White Lake: nature overtaking history and industry

The appearance of a misplaced brown booby brought Ivan to White Lake in Hardwick a few weeks ago, and when he told me about the location, I knew I had to check it out, too. By the time we went together, the booby had already moved on, but the trip was definitely still worth it.

Just a few hundred feet off County Road 521 (Stillwater Road), the spring-fed lake is fronted by a lovely field of wildflowers that likely yield a nice assortment of butterflies. Parking is easy, as is the walk to the lake's edge, offering unusually quick access to a true hidden gem. Several people were lifting kayaks out of the water just as we arrived; it looked like a nice, calm place to do some leisurely rowing. If I were artistically gifted, I'd be inclined to bring out an easel and paint the landscape. Bob Ross, where are you and the happy little trees?

Managed by Warren County and the State Division of Fish and Wildlife, the White Lake Natural Resource Area contains several habitats, including a hemlock forest and a boggy fen at one edge of the water. However, the property hasn't always been allowed to exist as a pastoral area. The most visible sign of that is the stone farmhouse and wooden barn just across the road; the other indications of man's interference have apparently been overtaken and obscured by nature.

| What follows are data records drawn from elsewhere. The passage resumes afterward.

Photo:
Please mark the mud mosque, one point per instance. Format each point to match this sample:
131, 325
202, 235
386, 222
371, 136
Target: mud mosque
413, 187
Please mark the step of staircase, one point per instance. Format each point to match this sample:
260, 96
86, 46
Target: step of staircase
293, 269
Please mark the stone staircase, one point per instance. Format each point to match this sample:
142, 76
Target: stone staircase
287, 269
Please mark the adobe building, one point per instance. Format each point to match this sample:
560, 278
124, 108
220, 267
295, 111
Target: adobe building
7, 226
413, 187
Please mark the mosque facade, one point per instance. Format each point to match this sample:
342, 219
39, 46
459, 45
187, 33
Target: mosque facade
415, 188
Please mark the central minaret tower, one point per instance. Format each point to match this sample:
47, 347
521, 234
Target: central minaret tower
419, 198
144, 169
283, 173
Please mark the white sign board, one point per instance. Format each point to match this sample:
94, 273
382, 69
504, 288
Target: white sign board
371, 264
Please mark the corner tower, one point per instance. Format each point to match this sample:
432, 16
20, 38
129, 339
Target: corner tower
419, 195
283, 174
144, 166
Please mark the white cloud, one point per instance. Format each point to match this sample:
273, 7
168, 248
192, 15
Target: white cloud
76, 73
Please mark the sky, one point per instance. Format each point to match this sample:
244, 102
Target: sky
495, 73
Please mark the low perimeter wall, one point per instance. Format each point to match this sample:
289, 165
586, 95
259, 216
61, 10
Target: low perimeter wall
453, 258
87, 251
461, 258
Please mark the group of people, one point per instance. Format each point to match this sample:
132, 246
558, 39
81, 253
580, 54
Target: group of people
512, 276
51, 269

The Vass farmstead dates to the earliest days of the 19th century, home and workplace to German immigrant John Vass and his family. They expanded the farm through acquisition over the years, growing a variety of grains and apples while also raising livestock for sale. Living at first in a log cabin, the success of the farm enabled them to build the sizable stone house overlooking the pond.

After John's death in the 1850s, son Isaac took over the family business, eventually selling some of the land on the far side of the lake to the Knickerbocker Ice Company of Pennsylvania. Ice, however, was only part of the reason the company sought the property. During the warmer months, it mined the water's bottom for the shells which gave White Lake its name. The mineral content of the shells was used first as a marl fertilizer, and then as an essential component in the production of cement. When the region's ice industry was essentially overtaken by more efficient competitors to the west, Knickerbocker withdrew from the lake, replaced by other companies with greater interest in marl and cement production. Their business was short-lived, marked by the scandal of a partner's thievery, and the lake was apparently never mined again.

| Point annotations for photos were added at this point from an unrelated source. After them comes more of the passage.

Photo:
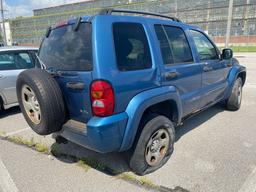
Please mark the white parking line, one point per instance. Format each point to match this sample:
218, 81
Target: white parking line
6, 182
16, 132
250, 183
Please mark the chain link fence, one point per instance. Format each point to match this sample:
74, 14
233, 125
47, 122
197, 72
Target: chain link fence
210, 15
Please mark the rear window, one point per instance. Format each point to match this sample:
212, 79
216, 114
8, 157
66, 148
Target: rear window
66, 49
131, 45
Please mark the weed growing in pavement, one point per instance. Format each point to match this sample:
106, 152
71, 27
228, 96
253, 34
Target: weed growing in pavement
86, 162
2, 134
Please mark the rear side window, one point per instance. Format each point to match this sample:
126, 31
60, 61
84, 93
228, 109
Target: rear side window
15, 60
131, 46
174, 45
66, 49
205, 48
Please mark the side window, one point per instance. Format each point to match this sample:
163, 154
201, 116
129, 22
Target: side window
205, 48
164, 45
131, 45
15, 60
175, 48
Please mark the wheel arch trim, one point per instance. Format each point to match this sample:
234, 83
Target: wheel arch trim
233, 75
138, 105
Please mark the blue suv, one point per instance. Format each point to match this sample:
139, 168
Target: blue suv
114, 82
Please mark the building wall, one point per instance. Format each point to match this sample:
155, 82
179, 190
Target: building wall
210, 15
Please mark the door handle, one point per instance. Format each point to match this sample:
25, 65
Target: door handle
207, 68
75, 85
170, 75
229, 65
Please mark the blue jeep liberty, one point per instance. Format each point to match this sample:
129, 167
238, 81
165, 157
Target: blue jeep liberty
116, 82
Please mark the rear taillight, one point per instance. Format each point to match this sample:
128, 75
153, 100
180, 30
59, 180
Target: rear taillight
102, 97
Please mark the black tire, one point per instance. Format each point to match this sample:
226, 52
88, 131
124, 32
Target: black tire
138, 162
233, 103
49, 97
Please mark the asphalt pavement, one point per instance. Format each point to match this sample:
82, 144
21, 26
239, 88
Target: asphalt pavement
214, 151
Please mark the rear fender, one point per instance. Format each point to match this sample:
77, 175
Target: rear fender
140, 103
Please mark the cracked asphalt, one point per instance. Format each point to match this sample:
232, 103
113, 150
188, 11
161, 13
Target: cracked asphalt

Today, the only indication of the Knickerbocker company's activity at White Lake is a large stone structure which was once the largest building in the area. Used as a warehouse for ice or marl, depending on the season,  it's now barely noticeable from the farmstead side of the lake. We didn't even see it while we were there, though I suppose it might be more visible after the summer foliage fades away in the fall and winter.

Now 200 years old, the stone farmhouse is being restored through the cooperative efforts of the Hardwick Township Historical Society, Warren County Freeholders, the New Jersey Office of Historic Preservation and others. It wasn't open while we were there, but the adjacent partially-restored barn was hosting a fundraiser to support the effort. Beyond the usual garage sale wares, the upper portion of the barn offered an assortment of old farm stuff and a neat two-wheeled horse cart. I even noticed an old wooden hay rake, the type that angry mobs of townfolk found so useful in fending off monsters in the old Frankenstein and Dracula movies. (Torchlike implements, however, were nowhere to be found.)

More important to us, the sale gave us a chance to get an overhead view into the not-yet restored part of the barn that apparently housed dairy stock. The echoing moos are but a distant memory, but it seems that the property is reverting to a state that John Vass and his family would recognize quite well.